Fragmento de la obra
Antes de instruir el primer cabo de nuestra narración fidedigna, no nos semeja inútil avisar a esas personas en demasía bondadosas que nos deseen prestar su atención, que si tienen que proseguirnos en el laberinto de hechos que iremos a linkear unos con otros en obsequio de su solaz, han menester moverse con nosotros a temporadas distantes y a siglos recónditos, para vivir, digámoslo de esta forma, en otro orden de sociedad en nada similar a este que en el siglo XIX marca la adelantada civilización de la letrada Europa.
Tiempos contentos, o infelices, en que ni la belleza de las ciudades, ni la simple comunicación entre los hombres de apartados países, ni la seguridad individual que en el día prácticamente nos garantizan nuestras ilustradas legislaciones, ni una multitud, en resumen, de refinadas y ricas pretensiones falsas cumplidas, podían separar de la imaginación del católico la iniciativa, que jura inculcarnos nuestro sagrado dogma, de que hacemos en esta vida transitoria una corto y molesta peregrinación, que nos lleva a término mucho más permanente y bienaventurado.
Fragmento de la obra
Antes de instruir el primer cabo de nuestra narración fidedigna, no nos semeja inútil avisar a esas personas en demasía bondadosas que nos deseen prestar su atención, que si tienen que proseguirnos en el laberinto de hechos que iremos a linkear unos con otros en obsequio de su solaz, han menester moverse con nosotros a temporadas distantes y a siglos recónditos, para vivir, digámoslo de esta forma, en otro orden de sociedad en nada similar a este que en el siglo XIX marca la adelantada civilización de la letrada Europa.

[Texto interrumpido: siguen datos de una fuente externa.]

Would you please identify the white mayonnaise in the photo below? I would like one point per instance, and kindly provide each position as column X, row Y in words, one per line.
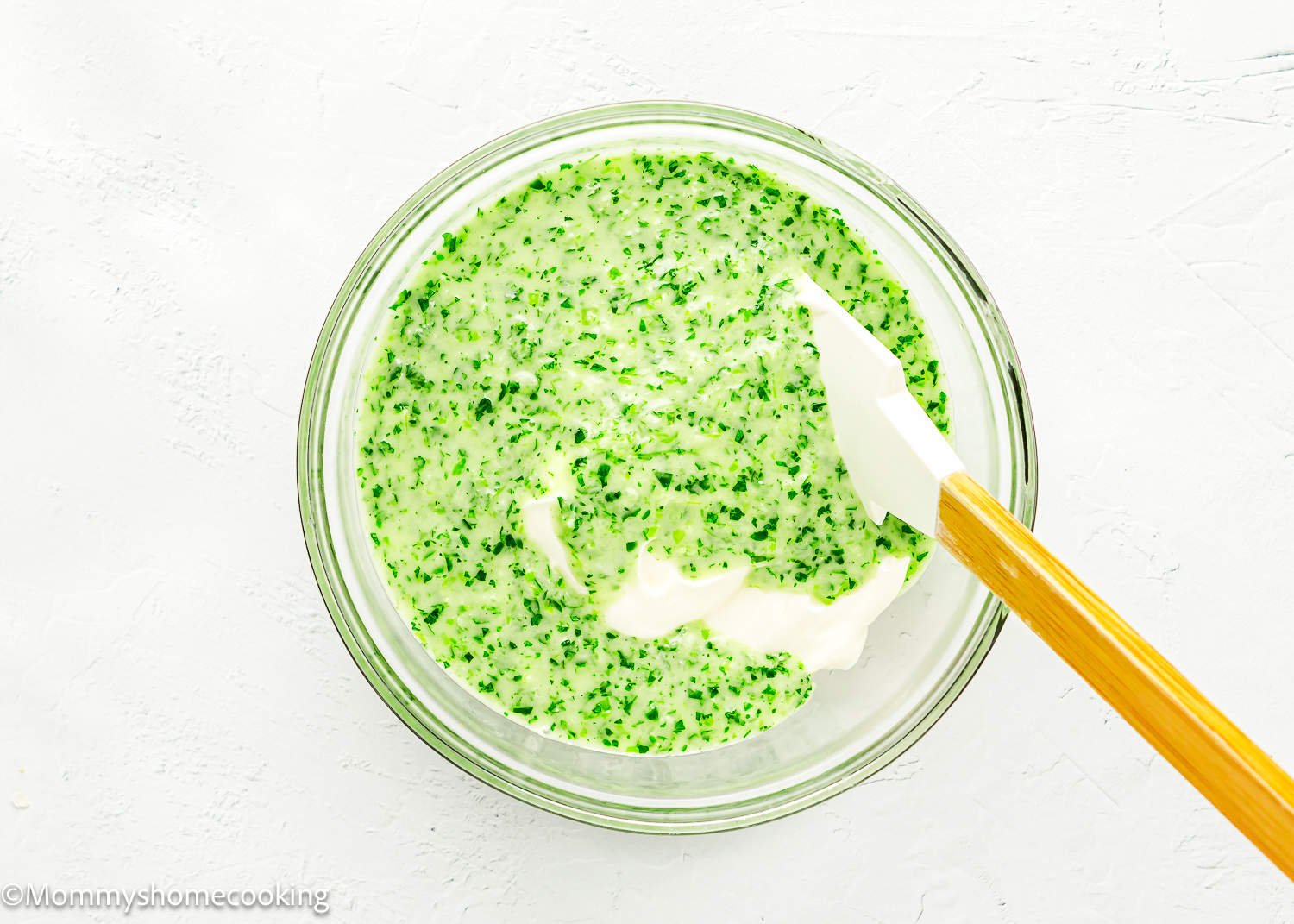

Tiempos contentos, o infelices, en que ni la belleza de las ciudades, ni la simple comunicación entre los hombres de apartados países, ni la seguridad individual que en el día prácticamente nos garantizan nuestras ilustradas legislaciones, ni una multitud, en resumen, de refinadas y ricas pretensiones falsas cumplidas, podían separar de la imaginación del católico la iniciativa, que jura inculcarnos nuestro sagrado dogma, de que hacemos en esta vida transitoria una corto y molesta peregrinación, que nos lleva a término mucho más permanente y bienaventurado.